Elle arrive à Freshwater préparée, ou du moins pense-t-elle, enseignée par les organisateurs des droits civiques les rudiments de l’action non-violente tels qu’ils sont préconisés par le révérend Martin Luther King Jr.: Tombez au sol, protégez votre tête, allez en boule. Si les tuyaux d’incendie sortent, oubliez-le. Il n’y a pas de protection.
Là, en eau douce, seule et loin de sa famille, elle apprend qu’il y a plus à craindre dans le Mississippi que des tuyaux d’incendie. Certaines personnes ne prennent pas trop gentiment les intrus du Nord, blancs ou noirs.
Michael Schwerner, James Chaney, Andrew Goodman et leur break Ford bleu ont disparu près de Philadelphie, dans le Mississippi, dans la nuit du 21 juin, partis comme un arc-en-ciel au clair de lune après une tempête du soir d’été. Les nouvelles volaient à travers les arbres, au-dessus des criques et sur les rivières de boue brune au rythme d’un tambour parlant. . . . Mardi, le deuxième jour, leur break a été tiré des eaux marécageuses de Bogue Chitto Creek près de Philadelphie. La voiture avait été brûlée.

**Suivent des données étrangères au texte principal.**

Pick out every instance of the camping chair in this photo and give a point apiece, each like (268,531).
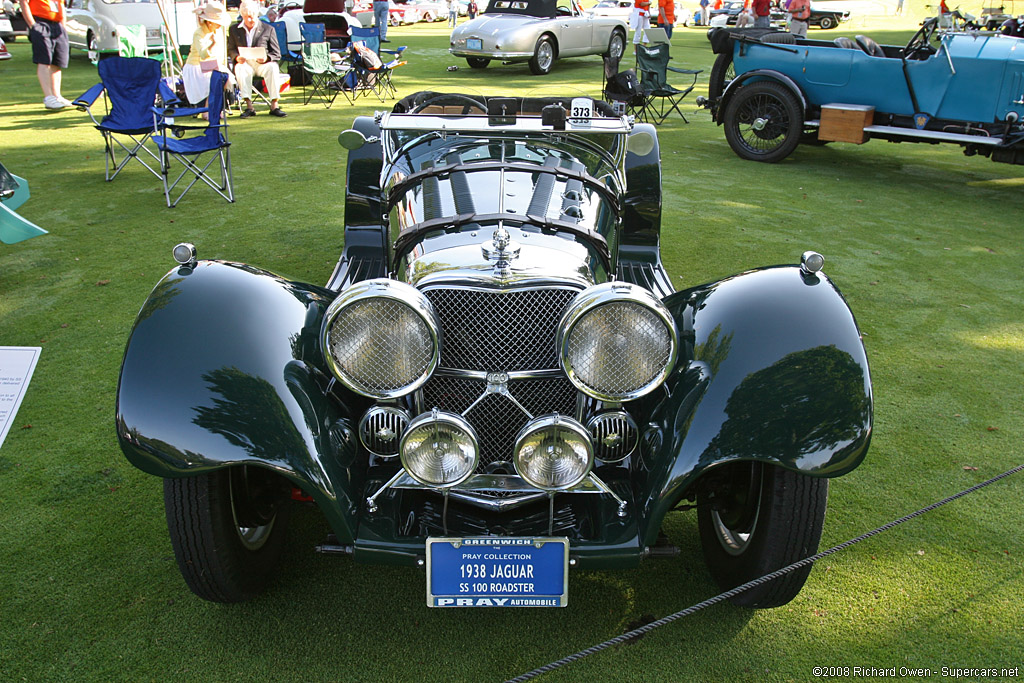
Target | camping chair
(130,86)
(622,89)
(212,140)
(376,79)
(327,80)
(13,193)
(660,98)
(288,55)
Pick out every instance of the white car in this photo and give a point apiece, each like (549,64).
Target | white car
(92,24)
(538,32)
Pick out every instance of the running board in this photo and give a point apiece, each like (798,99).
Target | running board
(936,135)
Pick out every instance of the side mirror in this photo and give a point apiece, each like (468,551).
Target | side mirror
(351,139)
(640,142)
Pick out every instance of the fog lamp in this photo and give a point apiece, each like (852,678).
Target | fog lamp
(439,449)
(553,453)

À 19 ans, Nicholas avait abandonné l’Université du Michigan pour rejoindre le mouvement. Le théâtre semblait être la meilleure façon de contribuer, alors elle s’est inscrite au Free Southern Theatre de la Nouvelle-Orléans, dirigé par feu Gilbert Moses, qui deviendrait brièvement son mari. Elle a passé deux ans, à partir de ce fameux été de 64, à faire des tournées dans le Sud.
» Nous avions peur tout le temps « , dit-elle. La peur était « toujours juste là: « C’est un endroit où vous pouvez mourir. »
CBS a envoyé une équipe pour documenter le travail du Free Southern Theater. L’actrice suédoise Viveca Lindfors a vu le reportage et a invité Nicholas à tourner avec elle dans une pièce de théâtre, « Trois planches et une passion. » De là, Nicholas a continué à travailler avec la célèbre compagnie Negro Ensemble, qui compte parmi ses anciens élèves Rosalind Cash, Ron O’Neal, Samuel L. Jackson, Denzel Washington, Laurence Fishburne, Angela Bassett et Phylicia Rashad.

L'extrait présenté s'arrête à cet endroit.